“A Song of Aryador” by J.R.R. Tolkien

The recent dearth of posts is not what I had planned for this month, but is caused by intensive training for my new job. The review for Series 3 of Doctor Who is in the works (as it should have been long ago), and I am happily taking notes on Series 4 now. I am also continuing through George MacDonald’s Lilith, and am finding it as fascinating and perplexing as was Phantastes. And in the realm of webcomics, I have been reading through the famed Gunnerkrigg Court, a story about an intelligent English girl at a very strange boarding school surrounded by the shadows of fairy tales and myths (and a little sci-fi). But as you wait for more news on those fronts, I’d like to present an especially beautiful poem by the Professor, and one even less well known than his others.

It is found only in The Book of Lost Tales 1, at the end of the section entitled “The Coming of the Elves.” Christopher Tolkien tells us that it was written in an army camp in Lichenfield on September 12, 1915. It appears to be a song of an ancient group of men about the Lost Elves (those who had not gone to Valinor), whom they feared.

A Song of Aryador

J.R.R. Tolkien

In the vales of Aryador
By the wooded inland shore
Green the lakeward bents and meads
Sloping down to murmurous reeds
That whisper in the dusk o’er Aryador:

‘Do you hear the many bells
Of the goats upon the fells
Where the valley tumbles downward from the pines?
Do you hear the blue woods moan
When the Sun has gone alone
To hunt the mountain-shadows in the pines?

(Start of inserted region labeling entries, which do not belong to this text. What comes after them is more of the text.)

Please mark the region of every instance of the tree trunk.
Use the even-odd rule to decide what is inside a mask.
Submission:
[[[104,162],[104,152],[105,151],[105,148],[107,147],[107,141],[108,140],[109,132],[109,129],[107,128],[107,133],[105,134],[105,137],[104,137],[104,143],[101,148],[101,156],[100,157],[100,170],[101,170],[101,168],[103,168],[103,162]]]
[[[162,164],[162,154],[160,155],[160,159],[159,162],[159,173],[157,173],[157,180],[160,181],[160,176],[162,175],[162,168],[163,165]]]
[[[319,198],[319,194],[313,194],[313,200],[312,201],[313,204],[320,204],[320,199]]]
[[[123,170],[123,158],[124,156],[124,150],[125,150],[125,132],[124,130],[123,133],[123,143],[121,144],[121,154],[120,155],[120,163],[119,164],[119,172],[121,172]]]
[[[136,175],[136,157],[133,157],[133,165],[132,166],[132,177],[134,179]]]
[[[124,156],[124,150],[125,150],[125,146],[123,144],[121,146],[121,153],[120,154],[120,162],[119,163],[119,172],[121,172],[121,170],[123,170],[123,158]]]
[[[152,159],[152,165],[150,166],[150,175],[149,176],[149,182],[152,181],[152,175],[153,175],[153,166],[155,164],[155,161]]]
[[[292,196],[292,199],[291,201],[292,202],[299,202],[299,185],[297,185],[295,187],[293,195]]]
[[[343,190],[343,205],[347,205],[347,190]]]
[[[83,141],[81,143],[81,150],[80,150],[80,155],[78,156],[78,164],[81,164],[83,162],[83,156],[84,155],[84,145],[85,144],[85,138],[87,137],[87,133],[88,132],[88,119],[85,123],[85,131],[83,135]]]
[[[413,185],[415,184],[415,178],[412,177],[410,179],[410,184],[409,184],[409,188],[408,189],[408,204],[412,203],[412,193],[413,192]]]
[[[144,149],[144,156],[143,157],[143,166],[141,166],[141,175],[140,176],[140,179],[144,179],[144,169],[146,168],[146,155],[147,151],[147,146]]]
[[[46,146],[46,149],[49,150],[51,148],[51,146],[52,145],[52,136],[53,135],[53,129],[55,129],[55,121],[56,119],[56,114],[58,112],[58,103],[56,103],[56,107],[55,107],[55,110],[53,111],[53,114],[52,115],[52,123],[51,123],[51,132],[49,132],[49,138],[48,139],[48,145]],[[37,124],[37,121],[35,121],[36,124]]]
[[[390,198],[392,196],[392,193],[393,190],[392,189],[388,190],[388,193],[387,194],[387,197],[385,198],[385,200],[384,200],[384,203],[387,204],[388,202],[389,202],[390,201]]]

She is lost among the hills
And the upland slowly fills
With the shadow-folk that murmur in the fern;
And still there are the bells
And the voices on the fells
While Eastward a few stars begin to burn.

Men are kindling tiny gleams
Far below by mountain-streams
Where they dwell among the beechwoods near the shore,
But the great woods on the height
Watch the waning western light
And whisper to the wind of things of yore,

When the valley was unknown,
And the waters roared alone,
And the shadow-folk danced downward all the night,
When the Sun fared abroad
Through great forests unexplored
And the woods were full of wandering beams of light.

Then were voices in the fells
And a sound of ghostly bells
And a march of shadow-people o’er the height.
In the mountains by the shore
In forgotten Aryador
There was dancing and was ringing;
There were shadow-people singing
Ancient songs of olden gods in Aryador.’